The sound was so powerful, so deep, I instinctively glanced down at her stomach, assuming it was hers. But the vibration wasn't coming from her. It was rumbling up from my own gut. My new, superhuman body, after the intense burst of adrenaline and physical exertion, was burning through its energy reserves at an accelerated rate. It was demanding fuel. Now.
The bunny girl's fierce blue eyes widened in surprise, the sound momentarily breaking through her aggressive haze. A flicker of confusion crossed her face. And then, as if in response, a much weaker, more pathetic sound answered from beneath me.
"grgl…"
It was a faint, pitiable gurgle, the last desperate complaint of a truly empty stomach. The ferocity in her eyes vanished, instantly replaced by a wave of fiery, absolute humiliation. Her fair cheeks flushed a deep crimson that was visible even through the grime. Her struggles ceased entirely, her body going rigid with shame. Her stomach had betrayed her far more effectively than I ever could have.
The fight, the adrenaline, and the final, mortifying shock of our shared hunger was too much for her depleted system. The last of her strength evaporated. The defiant snarl on her lips slackened, her body went limp beneath me, and her eyelids fluttered, the brilliant blue of her irises disappearing behind them.
As she fainted, her head lolling to the side in the soft grass, she whispered a single, desperate plea, a sound so faint it was barely more than a breath.
"...food... give me some food..."
And then she was still.
I was left in the most surreal situation of my new life: kneeling over an unconscious, starving bunny girl who had, just moments ago, been trying to murder me, while my own stomach continued to complain loudly about the lack of breakfast.

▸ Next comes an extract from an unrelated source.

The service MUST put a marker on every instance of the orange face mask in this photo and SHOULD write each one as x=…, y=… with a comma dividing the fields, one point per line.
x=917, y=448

I carefully, gently, released her wrists and pushed myself off her. The data was clear. Problem: mutual starvation. Attacker's motive: not malice, but desperation. My engineering mind processed the variables, but it was my old, ingrained, polite nature that arrived at the conclusion. A deep sense of empathy, amplified by my own gnawing hunger, washed over me. She wasn't a monster. She was just a starving girl, pushed to the brink.
Any thought of retribution or anger was absurd. There was only one logical, and humane, course of action.
I looked down at her still form, the lilac hair fanned out like a strange halo in the grass, the long white ears now soft and relaxed in unconsciousness. Making the first true, unforced choice of my new existence, I knelt down. I slid one arm under her shoulders and the other under her knees. She was surprisingly light for a woman of her build, a clear testament to how long she had gone without a proper meal.
With a strength that felt both new and natural, I lifted her into my arms. Her head lolled against my shoulder, her breathing soft and even. Carrying the woman who had just tried to kill me, I turned and began the slow, deliberate walk back towards my small, empty cottage. I had no food, no plan, and a new, very complicated problem cradled in my arms. But for the first time in my life, I wasn't lonely.